Institution: SUNY College of Environmental Science and Forestry
EPA Project Officer: Zambrana, Jose
Project Period: September 1, 2006 through September 1, 2008
Project Amount: $102,292
RFA: GRO Fellowships for Graduate Environmental Study (2006) RFA Text | Recipients Lists
Research Category: Academic Fellowships , Ecological Indicators/Assessment/Restoration , Fellowship - Terrestrial Ecology and Ecosystems
The primary objectives of this research are to describe the long-term development of coastal Lake Ontario and inland fens and to determine whether the recent expansion of dense cattail (Typha) stands in coastal wetlands is part of a historical pattern or represents a novel change to these ecosystems, perhaps related to Lake Ontario water level regulation and increased nutrient levels in coastal wetlands. Analysis will focus on the stability of diverse fen communities in coastal and inland wetlands and the impact of historical disturbances in these wetlands, particularly fire and flooding. Additional work will be directed at more accurately describing the timing and rate of cattail encroachment in Lake Ontario wetlands. Finally, the viable wetland seed bank will be assessed in areas invaded by cattail and in uninvaded fen areas in order to evaluate the restoration and regeneration potential in these dense cattail areas.

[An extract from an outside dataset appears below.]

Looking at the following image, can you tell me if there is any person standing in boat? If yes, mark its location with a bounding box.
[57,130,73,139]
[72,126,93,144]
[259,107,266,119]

Plant macrofossil analysis of deep peat cores will be used to describe the development and disturbance history of inland and coastal wetlands. A single core will be analyzed in detail from each of three coastal wetlands and two inland wetlands to characterize the changes in plant communities over time and determine the differences between inland and coastal patterns of development. Additional peat cores from these and three other coastal and inland wetlands will be taken from three different landscape positions and assessed for major stratigraphic changes, allowing spatial comparisons of historical cattail dominance or other major changes. Aerial photographs from 1938 through 2000 will be rectified and the major vegetation zones digitized in ArcGIS software to analyze the changes in cattail and other communities over that time period. The wetland seed bank will be assessed through a greenhouse germination study. Shallow peat samples will be taken along transects representing a gradient of cattail stand age to determine the relationship between fen plant propagule composition and age.
Knowledge of the disturbance history and past resilience of coastal fen communities will help managers to better predict the effectiveness of proposed Lake Ontario water level regimes. This study will also help ascertain to what degree cattail encroachment has changed the regenerative abilities of the fen community. In general, elucidation of long term processes will serve as a framework for prioritizing management actions and undertaking restoration of degraded communities.